O Papa Bento XVI, na sua primeira encíclica “Deus é caridade”, insiste na necessidade de purificar a razão e de promover a formação ética, como tarefas humanas primárias que a Igreja tem o dever de realizar, dando uma “contribuição específica para que as exigências da justiça se tornem compreensíveis e politicamente realizáveis” (nº 28).
Noutras passagens, salienta a urgência de educar e formar o coração, para cada pessoa cultivar para com o seu próximo uma relação de proximidade serviçal, de misericórdia compassiva, de acompanhamento amigo e libertador.
Estas dimensões da acção educativa da Igreja fazem parte integrante do processo de evangelização e constituem uma mais valia para o envolvimento generoso e esclarecido dos cristãos como cidadãos de pleno direito. Daí a urgência da sua implementação. De contrário, vai-se reduzindo o alcance transformante da fé e desvirtuando o dinamismo operativo da caridade. Simultaneamente, a esperança perde energia e degenera em atitudes de desinteresse progressivo e de contagiante abatimento depressivo.
Das três insistências papais, quero destacar a da purificação da razão pela riqueza humanizante e oportunidade pastoral, factores estimulantes para a nossa caminhada quaresmal, rumo a uma Páscoa em que a vida nova, acolhida por um coração disponível, se revela em plenitude.
Purificar a razão é, antes de mais, remover tudo o que obscurece o seu normal dinamismo em busca da verdade, a sua capacidade de rasgar horizontes perante a dúvida e a incerteza, a sua persistência esforçada face às interrogações fundamentais da vida. São factores de obscurecimento o não conhecimento de si mesma e das suas potencialidades, a falta de treino para a reflexão, a preguiça nos esforços exigidos para a prossecução, o preconceito redutor, seja ele moralizante ou ideológico, o medo face à novidade descoberta e à surpresa exigente, o relativismo das certezas objectivas, a recusa paralisante de horizontes transcendentes, a obstinação fundamentalista, quer religiosa, quer científica, jurídica ou legal. E a lista podia continuar, fazendo uma leitura mais pormenorizada dos “maus-tratos” impostos à razão por muitos dos que pretendem prestar-lhe culto e defendê-la.
Purificar a razão é, acima de tudo, agilizá-la em todas as suas capacidades a fim de não se deixar instalar na verdade e no bem alcançados, mas que prossiga e avance no cultivo do espírito de busca, de expectativa, de abertura e curiosidade, de indagação do que possa ser valioso e funcional para a humanização das relações sociais e das estruturas organizativas. Quanta irracionalidade lógica e emocional nos comportamentos pessoais e colectivos, na escala predominante de valores, nas pautas sociais que comandam a vida política e económica!

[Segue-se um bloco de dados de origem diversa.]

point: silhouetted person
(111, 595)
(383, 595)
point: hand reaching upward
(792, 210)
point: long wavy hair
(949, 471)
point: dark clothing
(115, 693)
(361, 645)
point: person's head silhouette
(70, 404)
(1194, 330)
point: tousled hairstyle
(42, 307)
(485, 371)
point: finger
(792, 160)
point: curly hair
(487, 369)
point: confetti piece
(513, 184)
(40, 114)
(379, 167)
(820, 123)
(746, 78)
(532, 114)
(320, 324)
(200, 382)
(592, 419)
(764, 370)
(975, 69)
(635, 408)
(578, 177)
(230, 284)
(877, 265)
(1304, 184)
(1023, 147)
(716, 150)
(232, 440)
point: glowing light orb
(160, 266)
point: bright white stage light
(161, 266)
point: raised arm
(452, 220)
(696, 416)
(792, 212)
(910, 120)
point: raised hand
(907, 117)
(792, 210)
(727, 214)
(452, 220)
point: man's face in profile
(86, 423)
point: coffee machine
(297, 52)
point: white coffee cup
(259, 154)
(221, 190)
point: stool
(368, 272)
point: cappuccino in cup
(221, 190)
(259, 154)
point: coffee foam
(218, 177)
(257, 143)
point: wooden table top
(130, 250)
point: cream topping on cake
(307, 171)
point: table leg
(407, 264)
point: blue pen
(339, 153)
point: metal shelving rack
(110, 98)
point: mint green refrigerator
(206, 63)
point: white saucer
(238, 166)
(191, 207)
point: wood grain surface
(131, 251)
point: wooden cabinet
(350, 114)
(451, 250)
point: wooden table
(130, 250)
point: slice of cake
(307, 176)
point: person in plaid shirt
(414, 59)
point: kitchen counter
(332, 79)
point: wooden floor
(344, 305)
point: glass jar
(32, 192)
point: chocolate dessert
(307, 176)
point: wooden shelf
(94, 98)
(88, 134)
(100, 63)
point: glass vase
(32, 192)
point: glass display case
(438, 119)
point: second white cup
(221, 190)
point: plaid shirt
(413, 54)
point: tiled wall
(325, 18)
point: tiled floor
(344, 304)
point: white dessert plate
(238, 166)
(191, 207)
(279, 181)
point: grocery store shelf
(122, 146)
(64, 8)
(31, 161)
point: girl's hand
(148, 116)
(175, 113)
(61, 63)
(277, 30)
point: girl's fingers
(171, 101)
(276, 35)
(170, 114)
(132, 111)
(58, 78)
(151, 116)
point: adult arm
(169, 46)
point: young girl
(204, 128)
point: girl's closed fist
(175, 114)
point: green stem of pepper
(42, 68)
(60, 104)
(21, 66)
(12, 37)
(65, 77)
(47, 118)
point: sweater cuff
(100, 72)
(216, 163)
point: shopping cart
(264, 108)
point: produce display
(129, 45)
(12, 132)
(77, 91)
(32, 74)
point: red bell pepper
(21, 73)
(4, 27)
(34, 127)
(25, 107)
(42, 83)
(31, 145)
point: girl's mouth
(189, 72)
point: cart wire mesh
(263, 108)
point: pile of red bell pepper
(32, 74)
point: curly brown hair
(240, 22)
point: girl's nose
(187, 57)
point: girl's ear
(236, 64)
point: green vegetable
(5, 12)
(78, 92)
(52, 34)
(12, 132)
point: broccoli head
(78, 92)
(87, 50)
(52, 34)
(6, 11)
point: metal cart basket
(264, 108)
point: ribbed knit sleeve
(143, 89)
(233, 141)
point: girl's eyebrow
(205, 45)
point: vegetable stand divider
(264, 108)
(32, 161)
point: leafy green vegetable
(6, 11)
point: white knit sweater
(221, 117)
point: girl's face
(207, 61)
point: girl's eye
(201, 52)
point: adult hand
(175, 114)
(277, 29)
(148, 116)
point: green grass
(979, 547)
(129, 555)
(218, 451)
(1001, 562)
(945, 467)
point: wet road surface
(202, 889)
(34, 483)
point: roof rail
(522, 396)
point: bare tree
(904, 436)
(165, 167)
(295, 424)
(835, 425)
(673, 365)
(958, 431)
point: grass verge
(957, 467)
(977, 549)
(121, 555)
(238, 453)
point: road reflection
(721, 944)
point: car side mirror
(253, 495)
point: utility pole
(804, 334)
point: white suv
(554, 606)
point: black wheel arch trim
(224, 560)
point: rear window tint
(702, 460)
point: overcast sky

Purificar a razão é proporcionar-lhe um espaço de verdade, em que possa desenvolver as suas energias vitais, acolher os contributos culturais e religiosos e enraizar as convicções alcançadas; é provocar condições que facilitem a peregrinação interior em total liberdade, de modo que cada pessoa seja honesta e honrada consigo mesma, objectiva para com a realidade dos factos; lúcida e transparente na transmissão do que apreende como verdadeiro e valioso, capaz de formular um juízo ético alicerçado na consciência autónoma. Assim, a razão confia nas “razões fundamentadas” que dão consistência às suas conclusões. Doutro modo, fica sempre insegura, dependente de apreciações alheias, fragilizada, pálida “imagem” da sua autêntica grandeza.
Purificar a razão é abrir caminho a toda a pessoa e à pessoa toda, para que cresça na compreensão de si mesma, como ser humano, livre e inteligente, sujeito de decisões responsáveis, membro solidário da família universal, habitante interdependente no vasto conjunto da biodiversidade que existe no nosso planeta, filho do Deus da história da salvação pela fé em Jesus Cristo, Senhor do universo.
Purificar a razão exige seriedade e confiança, acerto pedagógico, amplitude de horizontes. Quem aspira ao Infinito pode encontrá-Lo em todos os passos que vai dando e que alimentam o desejo de Deus. Quem se revê à luz de Jesus Cristo conhece-se com mais verdade e sabe afirmar-se com maior autenticidade. Quem se deixa guiar pelo Espírito aprende a valorar tudo o que é humano e as suas ricas potencialidades abertas a uma plenitude maior.